If your budget is less than $500, here are five places to visit for a three-night trip (airfare not included).
Myrtle Beach, South Carolina
Listed by U.S. News & World Report as one of “30 Cheap Weekend Getaways,” Myrtle Beach, South Carolina, is an especially great option if you live on the East Coast and want to drive south for some warmer weather. Not only will you find free beaches—Myrtle Beach is the most popular, with its 1.2-mile-long boardwalk and famous SkyWheel ($16.99 for adults), the first observation wheel of its kind in the United States—but also plenty of free and low-cost activities.
Enjoy free nightly shows from June 1 until September 1 at Broadway at the Beach (think fire dancers, musical performances, stilt walkers and more), head to the Market Common for tons of free events and discounted activities (a full list here), go fishing or on a nature walk in Myrtle Beach State Park ($8 entrance fee for adults), sip delicious wines at La Belle Amie Vineyard ($7.70 for a tasting, $3 for admission to its Wednesday on the Decks events or $17 for its Saturday festivals), take a helicopter ride for spectacular views of the coastline and ocean (just $20 per person with OceanFront Helicopters) or check out one of the 50 miniature golf courses, many of which are themed—pirate ships, dinosaurs, volcanoes—and offer coupons (children under two are free at most; adults can expect to pay anywhere from $10 to $15). For more deals, look through Myrtle Beach’s official 2022 Coupon Booklet.
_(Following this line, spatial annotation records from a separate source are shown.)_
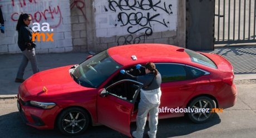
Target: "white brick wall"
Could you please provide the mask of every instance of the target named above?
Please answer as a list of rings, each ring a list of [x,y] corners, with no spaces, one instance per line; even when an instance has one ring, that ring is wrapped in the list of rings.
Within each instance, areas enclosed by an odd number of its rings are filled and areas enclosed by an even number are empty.
[[[0,54],[1,53],[20,53],[20,49],[18,47],[18,32],[16,30],[17,20],[21,12],[31,14],[32,15],[33,22],[36,22],[35,13],[37,16],[36,19],[40,20],[39,22],[42,27],[42,23],[47,22],[51,26],[55,26],[53,28],[53,39],[54,42],[37,42],[36,52],[38,53],[44,53],[48,52],[65,52],[72,50],[72,35],[71,23],[74,20],[71,19],[71,12],[70,0],[52,1],[41,0],[29,1],[25,0],[26,5],[23,1],[21,6],[19,1],[13,1],[14,6],[12,6],[12,1],[1,0],[0,5],[2,6],[1,9],[3,12],[3,16],[5,20],[5,33],[0,34],[1,40],[0,40]],[[51,10],[54,11],[52,14],[49,13],[50,7]],[[59,7],[60,12],[58,11]],[[42,14],[42,12],[45,14]],[[57,13],[57,12],[58,13]],[[44,15],[47,18],[45,19]],[[13,16],[14,15],[14,16]],[[41,18],[41,19],[40,19]],[[72,17],[73,19],[77,19],[75,22],[78,23],[78,17]],[[82,22],[82,19],[81,21]],[[32,27],[33,22],[30,26]],[[41,32],[40,33],[43,33]],[[80,32],[76,35],[80,37]],[[65,47],[67,47],[65,49]]]
[[[112,7],[116,10],[113,11],[109,8],[109,3],[107,1],[95,0],[93,6],[95,8],[95,25],[96,37],[97,37],[124,35],[134,33],[136,34],[145,33],[146,28],[144,29],[144,27],[151,28],[153,33],[168,30],[176,31],[177,30],[178,0],[163,0],[161,1],[159,4],[156,4],[159,2],[159,0],[152,0],[152,4],[155,6],[155,7],[149,7],[147,6],[146,7],[145,6],[142,6],[147,9],[151,8],[149,10],[145,10],[145,9],[140,8],[139,6],[140,2],[142,2],[142,5],[143,4],[148,4],[149,3],[146,2],[147,1],[136,1],[136,5],[134,7],[132,6],[132,7],[126,6],[125,1],[121,4],[122,6],[119,7],[119,1],[115,0],[115,1],[117,2],[117,4],[114,4],[114,6]],[[164,7],[165,3],[166,7]],[[170,9],[169,6],[170,5],[171,6]],[[165,8],[168,11],[164,10]],[[106,9],[107,11],[106,11]],[[125,14],[122,13],[125,13]],[[119,14],[121,15],[120,17],[121,17],[124,24],[118,19]],[[149,14],[149,18],[147,14]],[[137,16],[136,17],[135,17],[136,16]],[[154,17],[152,18],[152,17]],[[129,19],[129,17],[130,19]],[[150,19],[150,18],[152,18]],[[134,21],[135,18],[137,18],[137,21],[139,21],[139,24],[136,24],[135,21]],[[163,24],[165,23],[167,27],[160,22]],[[132,27],[130,29],[132,31],[130,31],[130,32],[127,30],[129,27]],[[104,29],[107,29],[107,33],[102,32]]]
Where to stay: Three nights under $500 is a tricky one in terms of lodging, but you can’t go wrong with a Red Roof Inn that’s just an eight-minute walk to the beach. Even at the peak of the summer season, you can get a room there with two double beds for about $427. Or consider The Inlet Sports Lodge in Murrells Inlet ($487 for three nights in a deluxe studio), which has an outdoor swimming pool, restaurant and continental breakfast and is just a nine-minute drive to the beach.
Las Vegas, Nevada
You might be surprised to see this one on the list, but if you’re not booking swanky suites, going to see Adele or trying your luck at the big boy blackjack tables, Las Vegas can actually be a very affordable weekend getaway. In fact, there are many things you can do for less than $20: Take in the 360-degree views from the SkyPod Observation Deck (the tallest freestanding tower in the United States), get up close and personal with dozens of sharks at Shark Reef Aquarium, explore the Bellagio Gallery of Fine Art and its unique exhibits, take a hike in Red Rock Canyon (25 miles west of Las Vegas) or see a Nathan Burton Comedy Magic show, which is exactly what it sounds like. You can also catch free concerts on Fremont Street and stroll along the Strip to see some iconic Vegas landmarks.
Where to stay: If you go to Las Vegas during the week (versus over the weekend), you can find dozens of hotels right on the Strip for about $30-$80 per night. But, if you can’t swing a Monday to Thursday-type of vacation, there are still a few affordable, well-rated places like The LINQ Hotel and Casino ($438 total for three nights before taxes and resort fees), which looks awesome and is in the heart of the Strip; the Golden Nugget Las Vegas Hotel & Casino (about $489 for three nights), which is downtown on Fremont Street; and the highly rated Downtown Grand Las Vegas, which wins pricewise at about $398 total. For more, this list seems to be pretty accurate.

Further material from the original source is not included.